Overall, Wells was impressed by the food at Cagen, a sushi spot from former Nobu chef Toshio Tomita that has been open since last summer.
“[Tomita’s] ingredients, especially the fish he brings in from Japan, are often exceptional,” he wrote. “Three broiled fillets of ayu, a Japanese trout, wore nothing but their shimmering skins, the better to show off their delicate freshwater taste.”
“Then there were two little flavor bombs of grape tomato halves barely cooked in white wine and yuzu. Were they pickles or candied fruit, or both? Either way, I wanted more.”
Wells found the atmosphere underwhelming, writing “time has not brightened the interior’s subterranean charms, which could use a fresh coat of good cheer.”
However, he concluded that if you have the cash and room in your schedule, a trip to Cagen is a worthwhile endeavor.
“It’s a question of budget and time,” he wrote “but the big splurge shows off all the things Cagen does very well.”

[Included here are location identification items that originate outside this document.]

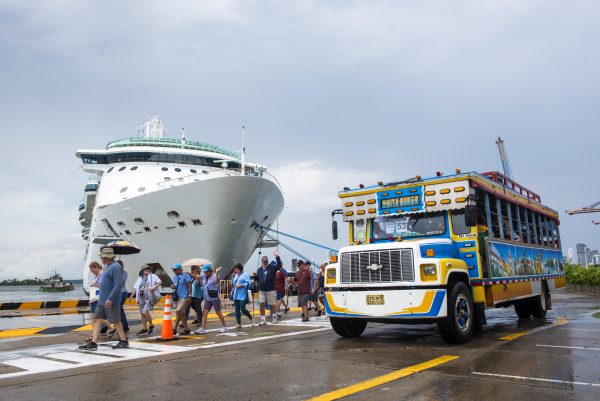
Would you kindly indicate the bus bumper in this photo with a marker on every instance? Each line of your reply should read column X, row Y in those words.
column 387, row 304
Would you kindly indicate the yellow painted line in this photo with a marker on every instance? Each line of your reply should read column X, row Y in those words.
column 20, row 332
column 377, row 381
column 560, row 320
column 513, row 336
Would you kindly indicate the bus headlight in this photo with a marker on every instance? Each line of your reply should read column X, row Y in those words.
column 428, row 272
column 331, row 276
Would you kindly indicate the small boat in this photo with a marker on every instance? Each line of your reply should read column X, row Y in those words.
column 56, row 284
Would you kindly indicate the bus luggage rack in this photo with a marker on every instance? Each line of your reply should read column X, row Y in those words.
column 385, row 266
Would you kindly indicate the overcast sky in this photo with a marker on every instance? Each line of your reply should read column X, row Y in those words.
column 333, row 94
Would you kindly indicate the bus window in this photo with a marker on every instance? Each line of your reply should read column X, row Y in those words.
column 420, row 225
column 458, row 223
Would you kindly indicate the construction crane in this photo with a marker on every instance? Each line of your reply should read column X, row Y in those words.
column 595, row 208
column 504, row 158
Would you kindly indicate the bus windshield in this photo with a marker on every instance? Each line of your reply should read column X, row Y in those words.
column 416, row 225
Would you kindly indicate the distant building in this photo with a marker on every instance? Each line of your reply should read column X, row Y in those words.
column 582, row 254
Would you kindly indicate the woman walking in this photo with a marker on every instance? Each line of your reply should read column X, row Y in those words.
column 147, row 295
column 239, row 294
column 212, row 297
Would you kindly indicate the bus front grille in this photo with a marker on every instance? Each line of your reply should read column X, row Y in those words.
column 378, row 266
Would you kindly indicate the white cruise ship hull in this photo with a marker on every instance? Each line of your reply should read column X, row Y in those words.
column 215, row 217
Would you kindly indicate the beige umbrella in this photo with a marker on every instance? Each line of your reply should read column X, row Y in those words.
column 195, row 262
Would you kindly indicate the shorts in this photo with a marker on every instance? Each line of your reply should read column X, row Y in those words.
column 112, row 314
column 146, row 306
column 212, row 304
column 266, row 297
column 303, row 299
column 181, row 305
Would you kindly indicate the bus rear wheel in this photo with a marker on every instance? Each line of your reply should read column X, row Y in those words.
column 348, row 327
column 457, row 327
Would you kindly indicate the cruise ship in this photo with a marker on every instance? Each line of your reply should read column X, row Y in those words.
column 175, row 199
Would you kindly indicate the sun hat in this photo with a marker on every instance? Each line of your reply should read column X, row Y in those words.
column 107, row 253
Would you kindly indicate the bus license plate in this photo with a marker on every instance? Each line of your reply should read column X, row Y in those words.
column 375, row 299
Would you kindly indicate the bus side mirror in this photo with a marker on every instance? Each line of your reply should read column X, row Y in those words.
column 471, row 215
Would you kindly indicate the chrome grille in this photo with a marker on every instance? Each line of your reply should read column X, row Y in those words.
column 397, row 265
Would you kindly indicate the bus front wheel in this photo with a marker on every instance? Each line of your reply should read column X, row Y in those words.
column 348, row 327
column 457, row 327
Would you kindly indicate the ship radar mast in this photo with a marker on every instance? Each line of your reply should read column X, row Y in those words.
column 153, row 128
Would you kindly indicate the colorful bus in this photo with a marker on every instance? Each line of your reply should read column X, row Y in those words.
column 442, row 250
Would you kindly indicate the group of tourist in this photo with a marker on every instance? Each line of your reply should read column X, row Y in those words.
column 192, row 289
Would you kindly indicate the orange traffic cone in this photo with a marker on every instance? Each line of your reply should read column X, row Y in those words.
column 166, row 334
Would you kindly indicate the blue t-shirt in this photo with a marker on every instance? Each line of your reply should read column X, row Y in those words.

He was similarly impressed by the food at the Altamarea Group’s Ristorante Morini, which opened in December. Of chef Gordon Finn’s dishes, he wrote:
“You should get an excellent meal if you stick to the cured and raw crudi, like the wonderful bay scallops with bits of pink grapefruit and dots of pistachio purée.”
However, he was equally turned off by the Ristorante Morini’s interior. Wells wrote “Inside Ristorante Morini’s split-level space, the chandeliers look like grotesque experiments in stretched skin,” and concluded that due to the prevalence of similar restaurants in the area, Morini “hasn’t bestirred itself to become a unique destination.”